As cost for the treatment of depression and anxiety continues to soar along with the steady increase in new patients, researchers are redoubling their efforts to provide new relief.
Dr. Hymie Anisman is a world-renowned neuroscientist and leading researcher on the causes of stress-induced illness. His exploration of the pharmacological and neurochemical basis for depression and anxiety has received numerous international citations. He and his team are now engaged in extending that research beyond looking for causes to looking for ways to counteract the changes brought on by stress.
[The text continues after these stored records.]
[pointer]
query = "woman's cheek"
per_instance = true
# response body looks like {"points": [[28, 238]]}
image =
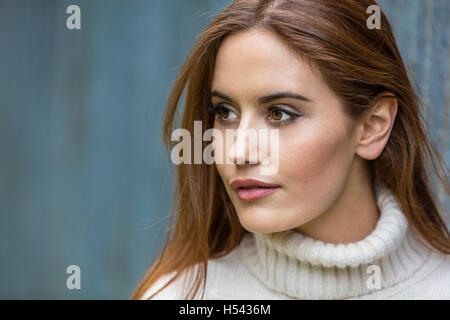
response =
{"points": [[313, 165]]}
Dr. Anisman's research examines the effect that stress has on chemical and hormonal activity in the brain. These neurochemical alterations are the same as those associated with chronic depression. There is also evidence to suggest persons who might be genetically predisposed to depression (by family history) are made more susceptible to developing severe symptoms from stress.
Stress-induced physical changes are also under study. It is thought that acute stressful events lead to alterations of immune system activity, making a person vulnerable to viral and bacterial infections which their bodies might otherwise resist with ease.
Since bi-directional communication occurs between the brain and the immune system, the researchers are also attempting to determine what signaling molecules might be involved in this interaction, and how these come to influence anxiety and depression.
As the central research continues, the researchers are evaluating various compounds that might reduce anxiety. These involve new pharmacological treatments, including natural herb compounds that have fewer side effects than current medications.